Lolli’s visual approach is understated and unobtrusive – allowing the dialogue to roll in a naturalistic, true-to-life vein – and punctuates scenes with extensive close-ups. The pay-off is particularly high in the middle of the film, when Silvia’s desire to enjoy her mother’s last days to the fullest and to surround her with loving, nurturing care clashes with her own inability to ignore the signs of her mother’s agony.
It’s here that little Antonio plays a crucial role: the boy, with his surprisingly pensive face, adds variety to individual scenes. When, early in the film, Leticia returns from yet another round of chemo and barely makes it up the stairs, she nevertheless re-emerges from her bedroom to go out trick-or-treating. Thus Antonio’s flittering, fidgety, warm presence, as well as his knowing face and final angry outburst, gives welcome breathing room to a story that otherwise could have seemed merciless, and mirthless.

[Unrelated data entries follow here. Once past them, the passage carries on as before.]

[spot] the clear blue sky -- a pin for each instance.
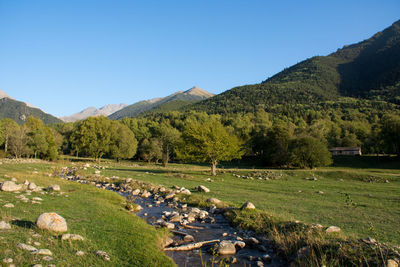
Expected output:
(63, 56)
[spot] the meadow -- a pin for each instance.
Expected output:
(361, 198)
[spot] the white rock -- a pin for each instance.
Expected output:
(4, 225)
(52, 222)
(47, 258)
(202, 188)
(226, 248)
(186, 192)
(103, 254)
(44, 251)
(8, 260)
(10, 186)
(80, 253)
(248, 205)
(72, 237)
(213, 200)
(332, 229)
(54, 187)
(26, 247)
(32, 186)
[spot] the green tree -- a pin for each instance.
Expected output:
(168, 138)
(390, 133)
(151, 150)
(123, 143)
(37, 137)
(92, 137)
(18, 141)
(9, 128)
(210, 141)
(309, 152)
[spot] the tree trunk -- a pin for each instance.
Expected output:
(165, 158)
(213, 167)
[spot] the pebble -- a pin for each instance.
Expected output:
(103, 254)
(47, 258)
(332, 229)
(26, 247)
(44, 251)
(248, 205)
(80, 253)
(72, 237)
(4, 225)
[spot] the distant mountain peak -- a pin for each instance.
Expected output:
(4, 95)
(198, 92)
(93, 112)
(171, 102)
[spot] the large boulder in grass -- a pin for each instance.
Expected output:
(202, 188)
(248, 205)
(10, 186)
(52, 222)
(226, 248)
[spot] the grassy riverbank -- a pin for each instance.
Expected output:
(98, 215)
(362, 202)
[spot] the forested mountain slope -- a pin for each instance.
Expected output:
(367, 70)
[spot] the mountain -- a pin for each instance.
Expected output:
(93, 112)
(4, 95)
(366, 70)
(20, 111)
(172, 102)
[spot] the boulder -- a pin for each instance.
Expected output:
(168, 241)
(248, 205)
(44, 251)
(188, 238)
(32, 186)
(52, 222)
(72, 237)
(226, 248)
(202, 188)
(54, 187)
(10, 186)
(170, 195)
(80, 253)
(391, 263)
(176, 218)
(332, 229)
(213, 200)
(103, 255)
(26, 247)
(4, 225)
(185, 191)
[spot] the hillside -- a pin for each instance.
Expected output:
(93, 112)
(172, 102)
(20, 111)
(367, 70)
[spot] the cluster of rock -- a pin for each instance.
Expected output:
(182, 216)
(47, 221)
(266, 175)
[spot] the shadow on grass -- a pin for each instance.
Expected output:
(23, 223)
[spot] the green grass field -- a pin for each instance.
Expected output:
(362, 202)
(98, 215)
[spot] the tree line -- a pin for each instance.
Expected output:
(263, 138)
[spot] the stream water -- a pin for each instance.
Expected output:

One must also give credit to Lolli for turning a title as prosaic as ‘litigator’ into something more fluid and imbued with feeling. The word references, quite obviously, the mother and daughter’s careers, as well as their unique sense of justice, but it also alludes to their fiercely confrontational, combative mother-daughter relationship, in which love, honesty and competitiveness mix dangerously. I would also like to think that ‘litigator,’ in its softer permutation, is linked to another word, ‘mitigate’, and that it’s this connection that ultimately drives Lolli’s film: a deep belief that despite all the heartaches, the balance of life somehow leans towards hope – a grace given these characters in the form of small, fleeting yet meaningful acts of love.